Clinical Tools for Opioid Management
Once identified, acting on the potential situations of fraud, waste, and abuse should leverage all key stakeholders. Intervention approaches include notifying claims professionals, sending letters to prescribing physicians, performing urine drug testing, reviewing full medical records with peer-to-peer outreach, and referring to payer special investigative unit (SIU) resources. A program that integrates clinical strategies to identify aberrant behavior, alert stakeholders of potential issues, act through intervention, and monitor progress with the injured worker, prescriber, and pharmacy communities can prevent and resolve fraud, waste, and abuse situations.

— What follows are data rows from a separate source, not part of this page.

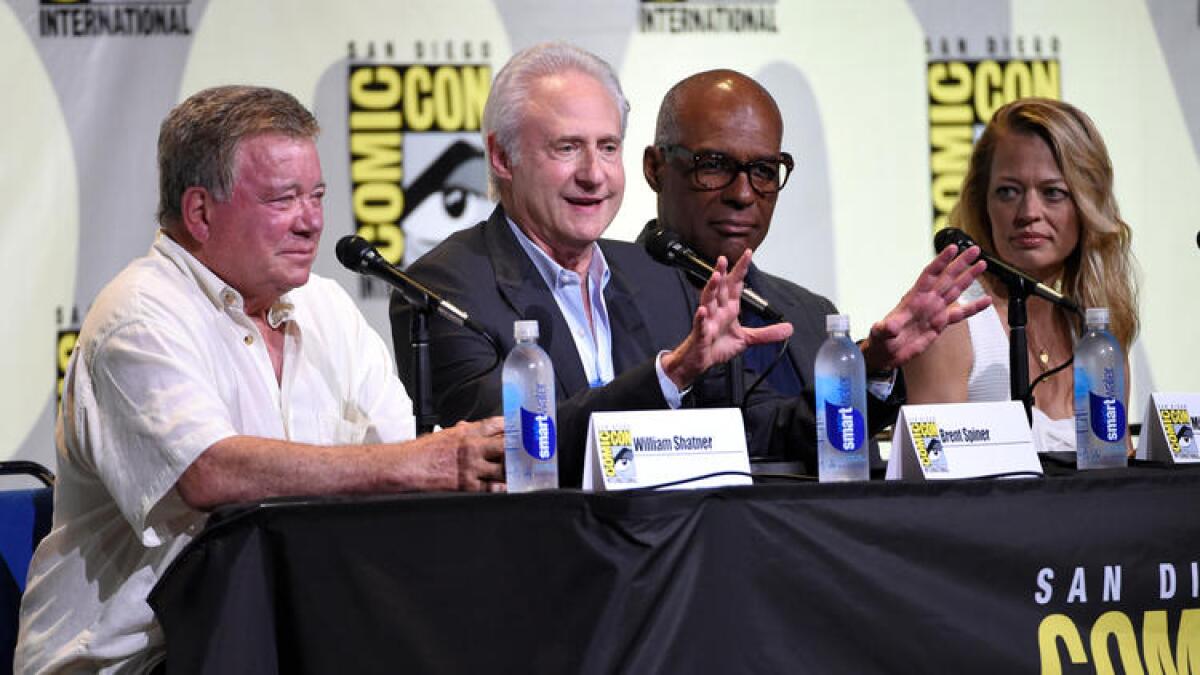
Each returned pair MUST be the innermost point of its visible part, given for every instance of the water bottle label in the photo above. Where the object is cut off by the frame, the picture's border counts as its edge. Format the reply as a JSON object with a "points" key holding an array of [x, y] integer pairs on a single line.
{"points": [[538, 436], [845, 428], [1108, 417]]}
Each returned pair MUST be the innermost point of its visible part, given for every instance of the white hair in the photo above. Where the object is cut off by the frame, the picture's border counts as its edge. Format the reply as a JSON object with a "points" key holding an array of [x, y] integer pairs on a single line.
{"points": [[505, 102]]}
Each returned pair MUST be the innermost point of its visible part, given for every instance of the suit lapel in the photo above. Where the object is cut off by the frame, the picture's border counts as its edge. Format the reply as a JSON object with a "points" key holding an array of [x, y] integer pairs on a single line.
{"points": [[523, 288], [631, 341], [801, 348]]}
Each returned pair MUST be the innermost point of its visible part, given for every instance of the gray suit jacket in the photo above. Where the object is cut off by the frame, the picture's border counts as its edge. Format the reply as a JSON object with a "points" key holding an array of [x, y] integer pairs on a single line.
{"points": [[485, 272], [784, 428]]}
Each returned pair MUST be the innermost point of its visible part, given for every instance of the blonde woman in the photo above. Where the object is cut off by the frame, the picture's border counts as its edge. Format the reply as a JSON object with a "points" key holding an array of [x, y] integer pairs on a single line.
{"points": [[1038, 195]]}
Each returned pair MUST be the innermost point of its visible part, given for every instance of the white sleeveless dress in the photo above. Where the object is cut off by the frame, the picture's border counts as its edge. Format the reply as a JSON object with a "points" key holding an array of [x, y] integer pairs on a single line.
{"points": [[989, 376]]}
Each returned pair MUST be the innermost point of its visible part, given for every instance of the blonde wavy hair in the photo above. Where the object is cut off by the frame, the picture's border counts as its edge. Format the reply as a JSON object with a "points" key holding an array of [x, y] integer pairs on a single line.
{"points": [[1101, 272]]}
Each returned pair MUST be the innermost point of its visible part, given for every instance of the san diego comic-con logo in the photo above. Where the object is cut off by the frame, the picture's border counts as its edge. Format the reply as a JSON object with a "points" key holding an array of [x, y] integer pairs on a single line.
{"points": [[617, 454], [95, 18], [965, 89], [927, 440], [1180, 429], [707, 16], [417, 161], [65, 340]]}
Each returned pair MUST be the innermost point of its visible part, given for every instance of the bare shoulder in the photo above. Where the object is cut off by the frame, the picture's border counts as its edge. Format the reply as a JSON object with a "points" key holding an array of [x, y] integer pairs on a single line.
{"points": [[939, 375]]}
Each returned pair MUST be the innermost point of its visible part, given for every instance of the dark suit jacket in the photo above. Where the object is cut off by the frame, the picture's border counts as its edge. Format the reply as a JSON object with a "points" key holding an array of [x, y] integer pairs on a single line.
{"points": [[783, 428], [485, 272]]}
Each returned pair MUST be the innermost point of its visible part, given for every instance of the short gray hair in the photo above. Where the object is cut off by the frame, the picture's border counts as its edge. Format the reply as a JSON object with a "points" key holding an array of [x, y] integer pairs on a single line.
{"points": [[199, 138], [505, 102]]}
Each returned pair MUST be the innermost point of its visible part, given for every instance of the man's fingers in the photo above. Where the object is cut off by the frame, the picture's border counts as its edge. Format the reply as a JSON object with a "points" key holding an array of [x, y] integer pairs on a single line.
{"points": [[773, 333], [491, 426]]}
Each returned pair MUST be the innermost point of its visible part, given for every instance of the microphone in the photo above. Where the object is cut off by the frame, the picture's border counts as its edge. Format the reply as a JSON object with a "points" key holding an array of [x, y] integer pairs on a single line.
{"points": [[1007, 273], [666, 248], [358, 255]]}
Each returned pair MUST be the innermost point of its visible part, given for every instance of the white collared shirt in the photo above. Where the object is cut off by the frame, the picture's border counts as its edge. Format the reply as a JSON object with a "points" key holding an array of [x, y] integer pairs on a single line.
{"points": [[167, 364]]}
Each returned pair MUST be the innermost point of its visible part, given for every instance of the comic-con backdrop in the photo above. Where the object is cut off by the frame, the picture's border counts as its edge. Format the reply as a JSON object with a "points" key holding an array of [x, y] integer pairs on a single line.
{"points": [[881, 99]]}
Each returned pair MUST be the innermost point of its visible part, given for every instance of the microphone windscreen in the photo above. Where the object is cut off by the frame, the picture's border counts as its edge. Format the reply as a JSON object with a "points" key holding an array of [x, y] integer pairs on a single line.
{"points": [[948, 236], [351, 250], [659, 243]]}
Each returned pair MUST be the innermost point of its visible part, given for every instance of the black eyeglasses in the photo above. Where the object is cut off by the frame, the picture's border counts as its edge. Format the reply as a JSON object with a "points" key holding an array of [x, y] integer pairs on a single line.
{"points": [[714, 171]]}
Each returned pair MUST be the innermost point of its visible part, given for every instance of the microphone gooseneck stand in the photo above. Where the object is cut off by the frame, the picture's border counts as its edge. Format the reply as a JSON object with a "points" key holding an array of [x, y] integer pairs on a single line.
{"points": [[1018, 347], [423, 380]]}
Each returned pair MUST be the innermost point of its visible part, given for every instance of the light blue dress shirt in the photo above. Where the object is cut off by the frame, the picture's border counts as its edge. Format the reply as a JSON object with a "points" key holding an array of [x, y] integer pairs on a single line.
{"points": [[593, 339]]}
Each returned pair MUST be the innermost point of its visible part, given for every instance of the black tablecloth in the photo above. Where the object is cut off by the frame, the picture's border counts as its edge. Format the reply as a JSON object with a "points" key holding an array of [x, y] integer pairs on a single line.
{"points": [[971, 577]]}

Proactive Opioid Management Mitigates Fraud, Waste, and Abuse
Opioids can be used safely when properly monitored and controlled. By taking proactive measures to reduce fraud, waste, and abuse of opioids, payers improve injured worker safety and obtain more control over medication expenses. A Pharmacy Benefit Manager (PBM) can offer payers an effective opioid utilization strategy to identify, alert, intervene upon, and monitor potential aberrant behavior, providing a path to brighter outcomes for all.